Roger Williams University has launched the second year of its Blue Fellows Program, expanding the marine research fellowship from seven to 10 students and adding a new research partner in Maine.
The program, run through the university’s Center for Economic and Environmental Development, pairs undergraduates with faculty researchers and industry partners working on ocean-based projects in marine science, biotechnology and sustainable aquaculture. It is supported by a gift from marine conservationist and philanthropist Elizabeth Moore and by funding from RWU’s High School Marine Biology Camp.
“The Blue Fellows Program is workforce training for the rapidly expanding blue economy,” said Koty Sharp, director of CEED and an associate professor of marine biology. She said fellows spend the summer immersed in hands-on applied research, learning laboratory and field skills useful across a range of careers.
This year’s cohort will work on projects spanning aquaculture, blue biotechnology, marine animal disease diagnostics, microbial pharmaceuticals, and shark and fisheries science. Fellows are mentored by faculty and staff in the lab and the field and receive training in scientific communication, with some designing business plans and exploring how research discoveries can become commercial products.

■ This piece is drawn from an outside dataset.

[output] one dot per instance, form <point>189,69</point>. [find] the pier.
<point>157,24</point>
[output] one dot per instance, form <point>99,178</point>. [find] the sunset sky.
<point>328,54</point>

The program added a new partner this year, the Bigelow Laboratory Provasoli-Guillard National Center for Marine Algae and Microbiota in East Boothbay, Maine, where two fellows will culture algae and microbes to produce commercially valuable biomaterials. Other fellows will work with CEED’s shellfish hatchery and aquaculture farm, its aquatic diagnostic and coral microbial ecology labs, the Atlantic Shark Institute monitoring biodiversity in Block Island Sound, and the Gulf Shellfish Institute in Florida.
The Blue Fellows Program is part of RWU’s Blue Solutions Institute, which connects CEED’s marine biotechnology work with entrepreneurship programming in the university’s Gabelli School of Business. Launched in 2025, the program was created to link classroom education with applied research training and strengthen Rhode Island’s blue economy workforce.